Members of the Citroën Committee who spoke the languages of the workers established contacts at the dormitories in order to inform the foreign workers about the action committees, and to establish connections between the strikers and foreign workers. The aim of the committee was to enable the workers to organize themselves into action committees in order to cope with their specific problems : transport to the factories, food, the struggle against the repressive conditions inside the factory, and contacts with French comrades. French language courses were organized in several centers after the workers organized themselves into committees and found classrooms in nearby student-occupied universities or in local culture centers. In the slum and ghetto areas, food supplied by peasants and distributed by action committees was taken to poor workers and their families. On all occasions, the foreign workers were informed of the different forms used by the employers to break the strike by using foreign workers as strike-breakers. Numerous foreign workers were put in contact with strikers, and they took an active part in the occupation of the factory.
The aim of all these actions was to enable, and encourage, rank-and-file organization among the workers.
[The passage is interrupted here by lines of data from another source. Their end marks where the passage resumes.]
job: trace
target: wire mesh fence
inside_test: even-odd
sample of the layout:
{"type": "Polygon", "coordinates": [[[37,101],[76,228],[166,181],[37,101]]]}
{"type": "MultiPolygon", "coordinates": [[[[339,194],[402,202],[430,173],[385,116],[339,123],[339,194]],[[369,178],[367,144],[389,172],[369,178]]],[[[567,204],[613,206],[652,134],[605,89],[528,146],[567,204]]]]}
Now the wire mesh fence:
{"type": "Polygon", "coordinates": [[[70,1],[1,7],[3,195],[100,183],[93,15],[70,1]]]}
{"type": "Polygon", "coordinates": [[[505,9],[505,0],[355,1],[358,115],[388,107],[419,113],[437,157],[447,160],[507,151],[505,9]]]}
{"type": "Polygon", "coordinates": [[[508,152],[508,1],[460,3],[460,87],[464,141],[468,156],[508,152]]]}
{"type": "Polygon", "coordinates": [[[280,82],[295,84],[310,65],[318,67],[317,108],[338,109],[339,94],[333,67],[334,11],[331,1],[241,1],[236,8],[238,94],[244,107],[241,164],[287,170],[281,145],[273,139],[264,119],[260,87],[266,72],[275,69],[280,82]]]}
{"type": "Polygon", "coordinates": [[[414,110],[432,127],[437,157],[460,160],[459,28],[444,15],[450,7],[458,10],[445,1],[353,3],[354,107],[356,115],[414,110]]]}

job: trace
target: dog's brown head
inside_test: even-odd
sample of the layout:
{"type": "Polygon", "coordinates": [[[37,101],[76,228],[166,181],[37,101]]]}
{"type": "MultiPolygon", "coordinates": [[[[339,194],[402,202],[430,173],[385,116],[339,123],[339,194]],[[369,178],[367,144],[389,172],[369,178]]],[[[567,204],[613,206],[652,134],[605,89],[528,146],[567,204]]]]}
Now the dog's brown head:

A small number of workers, isolated in the factory, posed the problem of defending the factory against all forms of aggression. The union had given the order to abandon the factory "in a dignified manner" in case anyone attacked; this order was explained in terms of the "relation of forces." The Citroën Action Committee placed numerous "pickets" outside the factory, and on one occasion the "pickets" defended the factory from an attack by strikebreakers and toughs hired by the owners to chase out the occupying strikers.